After Shultz visit, mistrust lingers in China-US ties

The Reagan administration cannot have its Taiwan cake and eat it too. That seems to be the first signal the Chinese leadership has sent to Washington in the wake of Secretary of State George Shultz's visit here last week.

Premier Zhao Ziyang has accepted President Reagan's invitation to visit the United States. But a controversy over whether he is or is not coming this year illustrates how little mutual trust and confidence there is between Washington and Peking despite Mr. Shultz's visit.

President Reagan came to office as a man known to be sympathetic to Taiwan but also conscious of the need to make common cause with China against the Soviet Union. He ordered Mr. Shultz to visit Peking and took the occasion to renew a longstanding invitation to Mr. Zhao to visit the US.

Mr. Zhao accepted the invitation but left the specific date to be negotiated through diplomatic channels. While Shultz was still in Peking, the White House announced Feb. 5 that Zhao had accepted the President's invitation to come to Washington ''in 1983.'' Media stories from Washington quoted an American official as saying that Reagan himself was unlikely to visit China during his current term because he would have to consider the impact on Taiwan.

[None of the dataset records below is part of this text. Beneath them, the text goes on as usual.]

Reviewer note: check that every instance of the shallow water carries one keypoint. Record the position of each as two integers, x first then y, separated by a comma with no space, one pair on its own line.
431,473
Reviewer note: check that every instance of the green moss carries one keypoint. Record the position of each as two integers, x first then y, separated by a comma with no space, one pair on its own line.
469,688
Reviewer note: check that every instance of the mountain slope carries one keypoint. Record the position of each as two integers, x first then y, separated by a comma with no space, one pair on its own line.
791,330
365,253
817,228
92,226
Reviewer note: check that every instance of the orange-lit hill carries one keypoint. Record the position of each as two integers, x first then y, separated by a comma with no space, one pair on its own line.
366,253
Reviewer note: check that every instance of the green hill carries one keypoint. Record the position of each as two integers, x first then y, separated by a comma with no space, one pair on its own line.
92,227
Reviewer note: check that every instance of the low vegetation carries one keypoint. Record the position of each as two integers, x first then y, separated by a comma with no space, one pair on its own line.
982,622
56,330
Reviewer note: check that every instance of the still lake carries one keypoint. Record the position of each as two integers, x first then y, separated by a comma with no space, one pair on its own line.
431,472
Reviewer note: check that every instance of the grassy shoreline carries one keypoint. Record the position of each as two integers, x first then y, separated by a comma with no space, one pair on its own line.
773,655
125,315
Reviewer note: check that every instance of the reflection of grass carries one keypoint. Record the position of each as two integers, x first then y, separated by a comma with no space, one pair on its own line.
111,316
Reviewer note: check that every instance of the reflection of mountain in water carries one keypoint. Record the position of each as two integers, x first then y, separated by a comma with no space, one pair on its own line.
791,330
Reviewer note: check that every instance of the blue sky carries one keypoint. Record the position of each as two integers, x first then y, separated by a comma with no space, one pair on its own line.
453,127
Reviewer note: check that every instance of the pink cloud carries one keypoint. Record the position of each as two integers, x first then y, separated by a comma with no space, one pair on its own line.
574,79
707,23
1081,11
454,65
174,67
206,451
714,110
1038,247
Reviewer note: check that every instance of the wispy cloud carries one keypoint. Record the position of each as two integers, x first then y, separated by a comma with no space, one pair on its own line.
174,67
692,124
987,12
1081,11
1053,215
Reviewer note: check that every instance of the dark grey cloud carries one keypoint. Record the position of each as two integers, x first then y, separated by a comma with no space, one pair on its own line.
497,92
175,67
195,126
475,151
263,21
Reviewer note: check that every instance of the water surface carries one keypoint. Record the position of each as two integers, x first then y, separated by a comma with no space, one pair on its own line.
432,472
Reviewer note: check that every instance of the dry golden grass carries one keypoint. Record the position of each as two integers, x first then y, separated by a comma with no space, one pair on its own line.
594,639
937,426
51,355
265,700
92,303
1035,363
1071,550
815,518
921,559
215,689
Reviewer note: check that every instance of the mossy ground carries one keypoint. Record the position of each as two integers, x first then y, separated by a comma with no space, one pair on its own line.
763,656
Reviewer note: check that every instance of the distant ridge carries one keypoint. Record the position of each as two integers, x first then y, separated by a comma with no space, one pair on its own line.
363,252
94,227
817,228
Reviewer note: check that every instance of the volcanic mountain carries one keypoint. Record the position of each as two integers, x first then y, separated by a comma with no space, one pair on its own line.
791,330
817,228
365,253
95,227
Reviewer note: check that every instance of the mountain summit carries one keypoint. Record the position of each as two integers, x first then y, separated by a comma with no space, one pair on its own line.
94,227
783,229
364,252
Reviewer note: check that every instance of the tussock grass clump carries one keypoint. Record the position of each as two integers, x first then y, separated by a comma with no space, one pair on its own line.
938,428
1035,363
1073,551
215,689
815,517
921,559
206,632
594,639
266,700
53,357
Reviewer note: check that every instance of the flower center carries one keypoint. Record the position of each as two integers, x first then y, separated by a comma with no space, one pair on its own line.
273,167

Up to that point Peking's coverage of the Shultz visit had been restrained, pointing out that there were problems and obstacles in relations between the US and Washington but without going into great detail about Peking's contentions regarding Taiwan.

The White House announcement, however, and the tendency American officials had displayed at briefings to downplay the Taiwan problem, apparently raised tempers in Peking. There followed a swift, stinging account of the Shultz visit from Peking's viewpoint, stressing that without solving the Taiwan problem ''mutual trust between China and the US is out of the question.''

The following day, Feb. 7, Peking's foreign office issued another curt statement noting that Zhao had indeed accepted Reagan's invitation but that the date was yet to be fixed and that ''it has not been decided he will go this year.''

It now appears that the White House statement Feb. 5 was made without Shultz's knowledge and that it seriously undercut his patient effort to convince Peking that the Reagan administration was a government with which China could enjoy a relationship of mutual trust and confidence despite continuing differences over Taiwan.

Meanwhile, Peking and Washington have been involved in other disputes having little or nothing to do with Taiwan. The protracted negotiations over China's textile exports to the US are one such issue. The kind of high technology the US is willing to export to China is another.

The first dispute has to do with the current recession in the US and other industrialized nations. The second has to do first with what kind of high technology the US is willing to export at all, and second to what categories of countries these exports may go.

The US has had great difficulties in both areas even with close friends and allies. How should it categorize China? As a potential foe, like the Soviet Union? As a nonaligned friend, like India or Yugoslavia?

In terms of US global strategic interests, Reagan administration sources see China as an important partner in the global effort to contain Soviet expansionism. Peking largely shares the White House view of the Soviet Union as an expansion-minded ''hegemonist'' power, although to Washington's intense irritation Peking also faults the US for manifestations of ''hegemonism.''

As regards Taiwan, Peking is not asking President Reagan to abandon the relationship the Carter administration so carefully worked out with ''the people of Taiwan'' nor does it demand an immediate halt to the supply of defensive arms to Taiwan.

It does, however, demand strict compliance with a premise President Reagan inherited from his predecessor, that there is but one China, the People's Republic, and that Taiwan is part of this one China.

Tactics such as the White House announcement of Feb. 5 suggest to the Chinese leadership that while President Reagan wants a Sino-American partnership in the global strategic arena against the Soviet Union, in bilateral relations the President's heart remains with Taiwan. Unless and until this perception changes, there can be neither warmth nor trust in this administration's relations with China.